1 Год достойный удивления (лат.).
2 Последний крик (моды) (фр.).
-----------------
Примечание к комментарию
* Доклад на конференции, организованной к столетию Марины Цветаевой в г. Амхерст (США, Массачусетс).
То, что я вам собираюсь изложить, вернее, прочесть, носит крайне субъективный характер, ни на какие объективные данные не опирается и, видимо, многих из вас поразит отсутствием знакомства с наиболее очевидным материалом, то есть перепиской и т.д. Это исключительно умозаключения на основании двух стихотворений, в которых я увидел определенное сходство.
В комментарии, сопровождающем в 1-м томе "Избранного" Бориса Пастернака написанное им в 1949 году стихотворение "Магдалина", говорится среди всего прочего следующее:
"Форма обращения Магдалины к Христу использована была в стихотворении Р. М. Рильке "Пиета" из книги "Новые стихотворения", 1907 г. Пастернаку также был знаком цикл стихов Цветаевой под названием "Магдалина", представляющих собою диалог... Пастернак, трактуя тот же сюжет, освобождает его от эротики".
Судя по информации на титульном листе издания, комментарий подготовлен сыном поэта Е. Б. Пастернаком и его женой Е. В. Пастернак. Иными словами, комментарий этот -- дело семейное, домашнее, с присущей всякому подобному рукоделию тенденцией представить великого родственника в наиболее выгодном для него свете.
Поэтому от процитированного комментария легко отмахнуться, выделив из него только сугубо фактическую сторону, а именно -- знакомство Пастернака с упомянутыми произведениями Рильке и Цветаевой, и списать замечание авторов об освобождении сюжета от эротики на их повышенную чувствительность, особенно учитывая инициалы одного из них.
Думается, однако, что отмахиваться и списывать что-либо здесь не следует. Прежде всего потому, что комментарий представляет собой замечательный пример нравственной и метафизической дезинформации. Эти вещи всегда идут рука об руку, но об этом чуть позже. Вернемся к фактической стороне.
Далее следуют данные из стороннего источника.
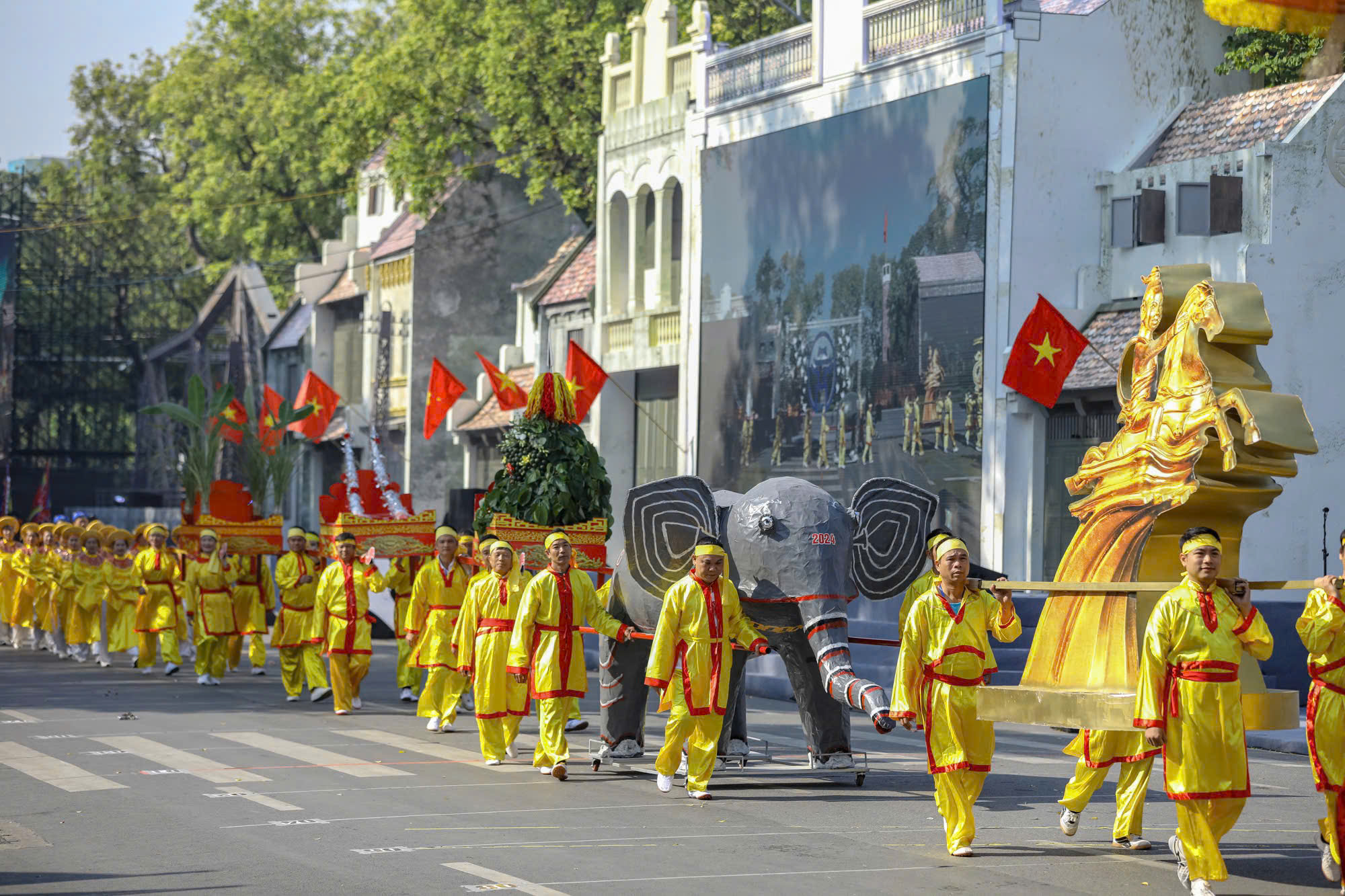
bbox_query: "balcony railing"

Упоминание "Пиеты" ("Скорбящей") замечательно своим грамматическим оформлением, переводящим это стихотворение -- если не вообще самого Рильке -- из подозреваемой авторами категории прецедента пастернаковского диптиха в категорию явления в лучшем случае параллельного. Принцип причинности как бы затушевывается и даже облагораживается в определенном смысле иностранностью самого имени Рильке.
Общая тональность данной информации -- не "он был до", а расплывчатое "и он тоже". Другими словами, задачей авторов комментария является продемонстрировать полную независимость поэта в трактовке означенной темы.
Задача эта прямо противоположна как задаче, поставленной себе самим поэтом, так и вообще его психологии. Подлинный поэт не бежит влияний и преемственности, но зачастую лелеет их и всячески подчеркивает. Нет ничего физически (физиологически даже) более отрадного, чем повторять про себя или вслух чьи-либо строки. Боязнь влияния, боязнь зависимости -- это боязнь -- и болезнь -- дикаря, но не культуры, которая вся -- преемственность, вся -эхо. Пусть кто-нибудь передаст это господину Харалду Блуму. Оттого так распространены "вариации на тему", пастиш, имитации, как жанровые, так и строфические, оттого существуют формы: сонет, терцина, рондо, газеллы и проч. Оттого Пастернак и пишет не одно, но два стихотворения с общим названием "Магдалина": первое с отчетливым эхом Рильке, второе -- Цветаевой.